For reference, here’s my code and slides.
First, my project drew primarily from two sets of sources, without which I never would have completed this project. First, there are many examples of folks doing this online. Here’s an incomplete list in python:
- ** Deep Learning From Scratch I-V by Daniel Sabinasz **
- Implementing a Neural Network from Scratch in Python – An Introduction by Denny Britz
- Understanding and coding Neural Networks From Scratch in Python and R by Sunil Ray
- How to Implement the Backpropagation Algorithm From Scratch In Python
While all of these are useful, Sabinasz’s was what I based my project on because he implements a system that builds a computational graph and includes a true backpropogation algorithm. The others I saw do this implicitly by calculating the gradients operation-by-operation. That approach is fine for a single demo but I wanted something that mimicked the flexibility of tensorflow, allowing me to compare different network structures and activations without starting over each time.

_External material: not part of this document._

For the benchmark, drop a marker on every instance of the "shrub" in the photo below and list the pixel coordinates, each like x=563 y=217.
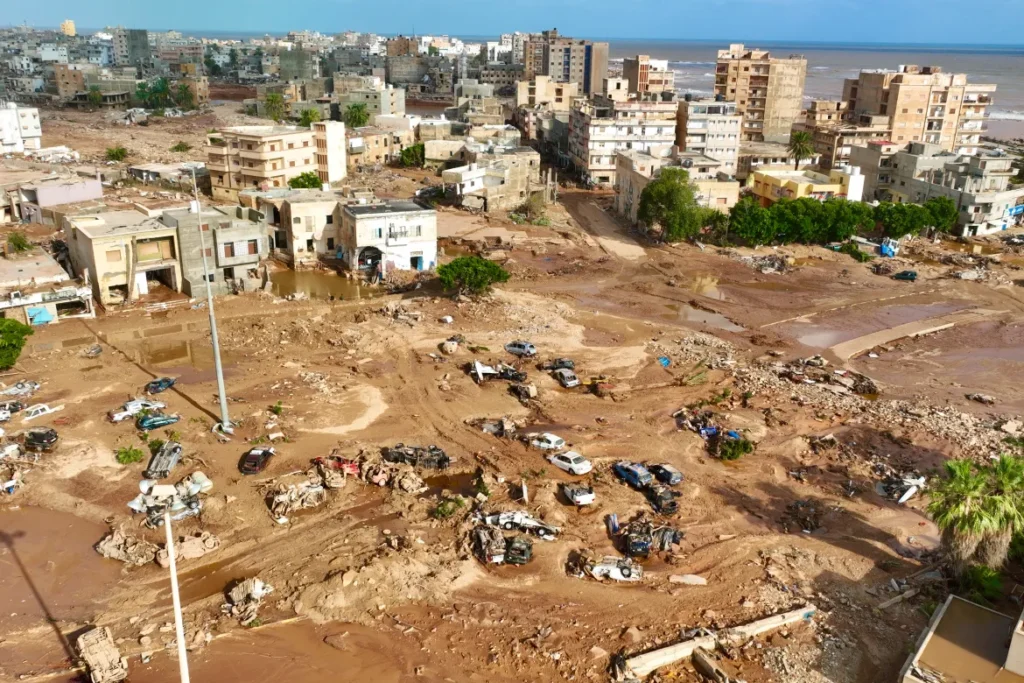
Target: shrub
x=127 y=455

In addition to these resources, I drew heavily from Deep Learning by Goodfellow, Bengio, and Courville. I’m certain that the other examples I looked toward used this book as well.

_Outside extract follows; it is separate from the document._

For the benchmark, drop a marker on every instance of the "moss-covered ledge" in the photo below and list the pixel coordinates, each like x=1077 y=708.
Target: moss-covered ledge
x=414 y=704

While I started with Sabinasz’s code, I made a few modifications and improvements including:
- Add graph visualization with python Graphviz
- Remove the use of globals for the computational graph
- Simplify backprop algorithm by adding gradient calculations to the operation classes
- Add a Relu activation function
- Tweak the visualizations
Here’s the learning rate plotted along with the classification boundary for a relu network with 4 hidden nodes.

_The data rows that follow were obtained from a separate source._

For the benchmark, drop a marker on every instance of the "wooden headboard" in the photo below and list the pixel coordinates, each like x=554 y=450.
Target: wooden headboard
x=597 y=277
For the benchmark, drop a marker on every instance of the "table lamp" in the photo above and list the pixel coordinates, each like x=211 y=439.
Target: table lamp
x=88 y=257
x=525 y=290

And here’s the computational graph. You can really see the benefit of tracking the graph and automating the backprop algorithm for a graph of this size.
What I still want to do
- I want to write up a blog summarizing my talk and the process for creating this. I think it could be a very useful explanatory tool.
- I have a strong feeling that some of the gradients in here are inaccurate.
- In many cases the network fails to learn for any learning rate schedule unless I give it a much higher capacity than it needs (e.g. 4+ hidden nodes in the XOR task).
- In simple cases, like separable data, the model should be able to get arbitrarily close to $J=0$ but fails to do so.
- The softmax gradient seems to differ from that found in other sources
- I want to extend this model to larger datasets and deeper networks. Right now it runs into what I think are underflow errors in these cases but they should be possible to avoid.